Editorial

MAP scores have significant consequences

Officials at Southeast Missouri's school districts were quick to take exception when the Missouri Assessment Program test scores came out this week and showed some unwanted trends.

Ten local schools joined 1,023 others across the state in failing to make the required adequate yearly progress in math and communication arts.

A certain percentage of all types of students must score proficient or higher for the school to be considered making adequate yearly progress under President Bush's sweeping No Child Left Behind law, which Congress passed last year.

Instead of showing a state ready to meet the challenge, Missouri's results disclosed a wide achievement gap between white and minority students, generally low performance in communication arts and decreasing scores among junior high and high school students.

National accountability

This marks the first year there has been nationwide accountability for how public schools perform, and performance is being measured using approved standardized state tests already in place.

The groundbreaking aspect of No Child Left Behind is what stymied Missouri's schools the most: All subgroups of students must improve by 10 percent yearly to meet the federal requirement.

They don't have to advance as quickly as students who traditionally perform well on standardized tests -- white students who are in the middle class or higher socio-economically -- but black students, Hispanic students, students on the free and reduced lunch program and learning-disabled students all have to move ahead at a predetermined pace.

Of course, many individuals in these groups shine.
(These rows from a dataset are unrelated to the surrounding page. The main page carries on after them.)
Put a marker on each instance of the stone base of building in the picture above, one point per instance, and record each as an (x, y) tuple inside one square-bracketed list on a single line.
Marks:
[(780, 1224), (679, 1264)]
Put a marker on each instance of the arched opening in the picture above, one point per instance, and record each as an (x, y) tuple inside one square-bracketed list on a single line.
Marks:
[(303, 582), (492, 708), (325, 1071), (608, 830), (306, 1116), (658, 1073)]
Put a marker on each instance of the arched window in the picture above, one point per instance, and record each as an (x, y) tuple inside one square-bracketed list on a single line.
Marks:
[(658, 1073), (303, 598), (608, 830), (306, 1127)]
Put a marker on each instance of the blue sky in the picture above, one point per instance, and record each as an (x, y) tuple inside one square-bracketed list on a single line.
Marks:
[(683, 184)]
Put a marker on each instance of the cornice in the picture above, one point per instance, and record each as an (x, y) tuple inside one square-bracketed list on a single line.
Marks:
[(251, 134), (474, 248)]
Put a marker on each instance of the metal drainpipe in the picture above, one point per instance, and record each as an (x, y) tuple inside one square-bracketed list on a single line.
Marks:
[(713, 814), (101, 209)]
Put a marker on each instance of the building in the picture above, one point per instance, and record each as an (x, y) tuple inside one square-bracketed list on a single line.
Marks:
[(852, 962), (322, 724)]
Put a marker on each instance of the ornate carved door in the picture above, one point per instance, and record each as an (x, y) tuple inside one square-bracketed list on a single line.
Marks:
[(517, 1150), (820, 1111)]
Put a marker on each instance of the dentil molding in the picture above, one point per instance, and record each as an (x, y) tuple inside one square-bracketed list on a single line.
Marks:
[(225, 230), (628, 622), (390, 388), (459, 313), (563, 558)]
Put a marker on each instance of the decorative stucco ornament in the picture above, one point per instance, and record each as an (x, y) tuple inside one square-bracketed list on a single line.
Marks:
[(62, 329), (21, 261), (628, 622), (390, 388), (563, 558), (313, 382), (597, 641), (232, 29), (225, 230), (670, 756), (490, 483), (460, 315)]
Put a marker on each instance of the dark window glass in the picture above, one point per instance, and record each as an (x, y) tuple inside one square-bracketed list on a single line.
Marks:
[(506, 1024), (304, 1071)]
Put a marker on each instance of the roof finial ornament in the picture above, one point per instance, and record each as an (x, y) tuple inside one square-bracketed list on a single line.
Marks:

But, in general, measuring them with standardized tests has been a long-standing problem.

Local administrators point out that it was those subgroups that cost them the necessary "met" status on the Missouri Department of Elementary and Secondary Education's spreadsheet of the scores, released Tuesday.

For example, Dr. Rita Fisher, Jackson's assistant superintendent who oversees most curriculum issues, said, "These scores are not about the success of a school. They're about how a certain population of students performed on one test. It's such a small sampling of the overall picture."

That's true.

But predominantly middle-class, white public schools have had a history of averaging these students' scores in with everyone else's.

The end result? If enough traditionally high-performing students do well on the test, the problem disappears on paper. Meanwhile, teachers do the best they can with historically low-performing students until graduation day.

In recent years, Missouri has, on its own, started breaking out scores from subgroups. Still, schools weren't penalized if these students didn't perform as well as others. There merely were admonitions to work harder with minority students and poor students, but no carrot-and-stick method of rewarding or penalizing districts based on how they do.

Transfer option

Now there is. If a school does not make adequate yearly progress in either math or communication arts two years in a row, school administrators will be forced to devise a state-approved plan for improving instruction. At that point, parents will have the option of transferring their children from the failing school to another school within the district.

Once they're listed as in need of improvement, schools must meet adequate yearly progress standards two years in a row before they return to normal status.

The magic year under No Child Left Behind is 2014, when all schools must have all students scoring at proficient or higher on the annual assessments.

Is this a realistic goal? Will a mentally challenged student who can't read score proficiently by then? Probably not.

But while the law is in place as written, educators would do better to turn their attention to low-achieving students and take them to the next level instead of raging against a law that isn't going anywhere -- for the time being -- and carries serious consequences.